Ethological Explanation Flashcards
Outline the ethological explanation
- Stresses the adaptative value of animal behaviour
- The study of the behaviour patterns of animals but animal studies can be generalised to humans as we’re all subject to the same forces of natural selection
Describe Lorenz’s key idea in the ethological explanation
He argues aggression is ‘fighting instinct in beast and man which is directed against members of the same species’
What does Lorenz’s key idea imply in the ethological explanation?
- This means that aggression is in instinct and as it occurs in all members of a species without learning, aggression is innate.
- Aggression serves to distribute resources like food, mates and territory
Describe ritualistic aggression
- Ethologists have shown not all aggression involves fighting but may be ritualised in the form of threat displays, making physical aggression less likely.
- It would not be an adaptive advantage if we always fought our species to death as there would be none left.
What are appeasement displays?
During conflict, to prevent it escalating, the weaker individual may show appeasement displays. e.g. wolves show their neck to surrender
What is the instinctive inhibition?
Animals have an instinct to inhibit aggression to prevent the killing of their species (resulting in appeasement displays)

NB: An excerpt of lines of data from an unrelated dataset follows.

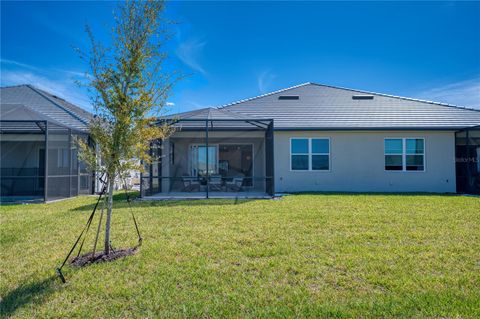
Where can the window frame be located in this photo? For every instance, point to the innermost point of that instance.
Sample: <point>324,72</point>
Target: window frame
<point>310,154</point>
<point>404,155</point>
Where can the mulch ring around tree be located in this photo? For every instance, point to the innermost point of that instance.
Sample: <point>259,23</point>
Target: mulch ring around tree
<point>100,257</point>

Link the instinctive inhibition to humans
- Lorenz argues humans don’t have power natural weapons so they didn’t need to develop strong instinctive inhibitions against killing each other.

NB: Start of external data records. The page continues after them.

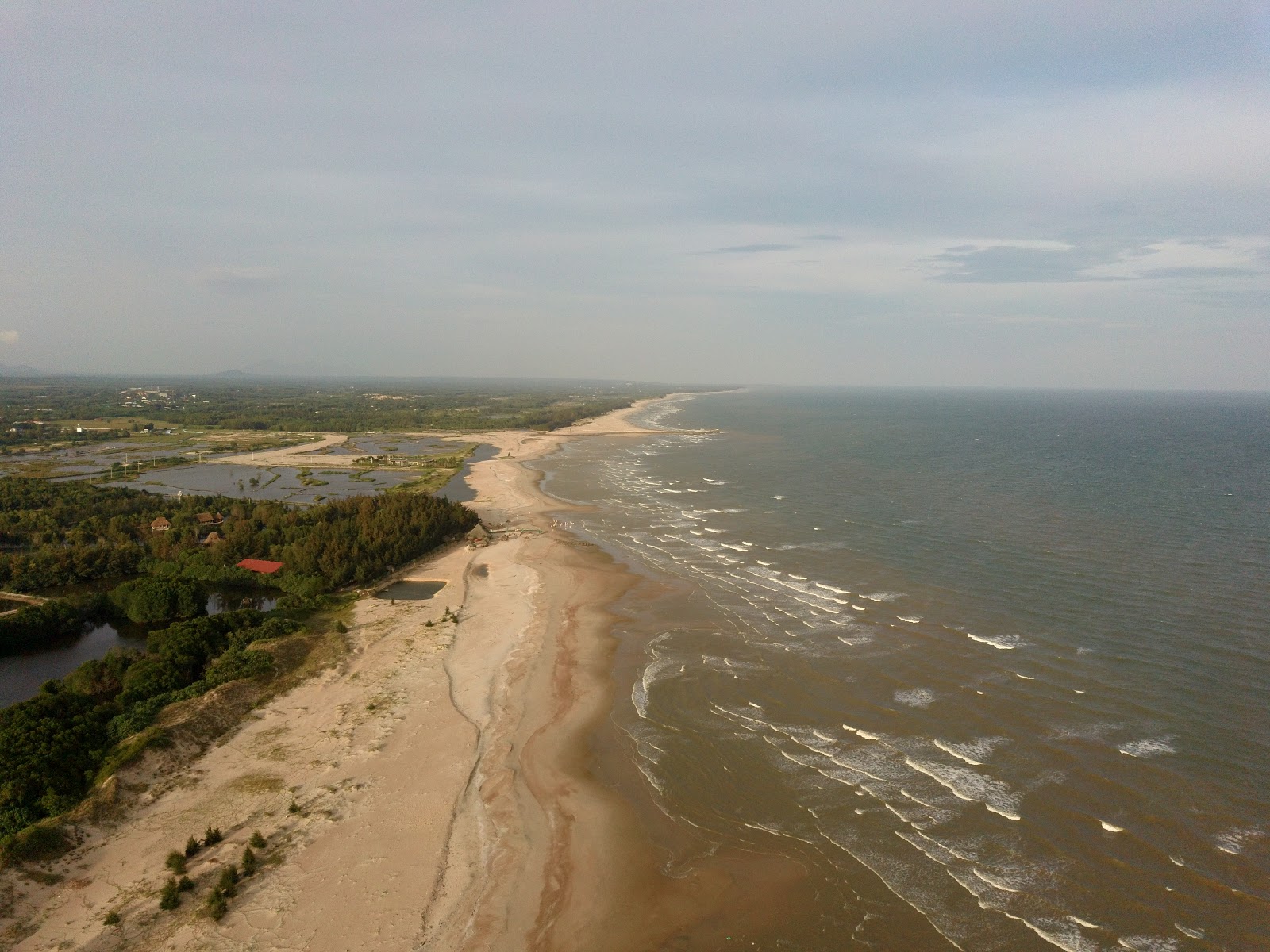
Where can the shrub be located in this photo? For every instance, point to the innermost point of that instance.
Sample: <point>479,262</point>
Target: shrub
<point>169,898</point>
<point>152,600</point>
<point>37,843</point>
<point>228,884</point>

- However science and technology have developed weapons of destructive power without the instinctive inhibitions against them
What is an innate releasing mechanism? (IRM)
An inbuilt physiological structure (network of neurons in the brain)

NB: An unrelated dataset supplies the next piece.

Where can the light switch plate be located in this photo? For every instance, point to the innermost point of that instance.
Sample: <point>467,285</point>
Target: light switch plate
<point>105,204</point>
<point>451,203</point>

What are fixed action patterns? (FAPs)
An environmental stimulus triggers the IRM which then releases a specific sequences of behaviours, knowns as FAPs
What are the 5 main features of FAPs?
Lea argues
- Stereotyped (relatively unchanging sequences of behaviours)
- universal (found in every individual)
- independent of individual experience (innate)
- ballistic (once the behaviour is triggered, it can’t be stopped)
- specific triggers (behaviour only occurs in response to a specific sign stimulus)
Describe the hydraulic model
- Each FAP has a reservoir of ‘action- specific’ energy (ASE) that builds up over time. If the ASE is full, and the animal sees a sign stimulus, the IRM releases the FAP
- If the ASE is empty, the FAPs can’t be performed again until the ASE has built back up
Describe the procedure of Tinbergen’s research
- He presented a series of wooden models to sticklebacks
- Some models were accurate in shape to a stickleback but didn’t have a red underbelly. Others weren’t accurate in shape but did have a red underbelly
- Tinbergen observed to see whether each wooden model would trigger the IRM and then the FAP
Describe the findings of Tinbergen’s research
- Regardless of the shape, if the model has a red underbelly, the male stickleback would display aggression
- If there was no red underbelly, there was no aggression, even if the shape was accurate
- So, the red underbelly was the sign stimulus that triggers the IRM in sticklebacks
- The aggressive FAPs were unchanging across encounters and, once triggered, always ran its course
Give evaluation of the ethological explanation (support from the anthropological evidence)
- e.g. Chagnon found that, among the Yanomamo people of South America, chest pounding and club fighting contests can settle a conflict.
- This shows that, rituals have the effect of reducing actual aggression and preventing injury or death.
- This provides support for the applicability ritualistic aggression to understanding human aggression
Give evaluation for the ethological explanation (criticism of the applicability of the ethological explanation to humans)
- As our environment changes so rapidly, aggression may no longer be adaptive. The flexibility of human behaviour has proven more effective than the production of fixed patterns of behaviour, as proposed by the ethological explanation.
- This suggests that, although non-human species may respond aggressively to specific sign stimulus, human behaviour is more varied and less predictable than the ethological explanation suggests.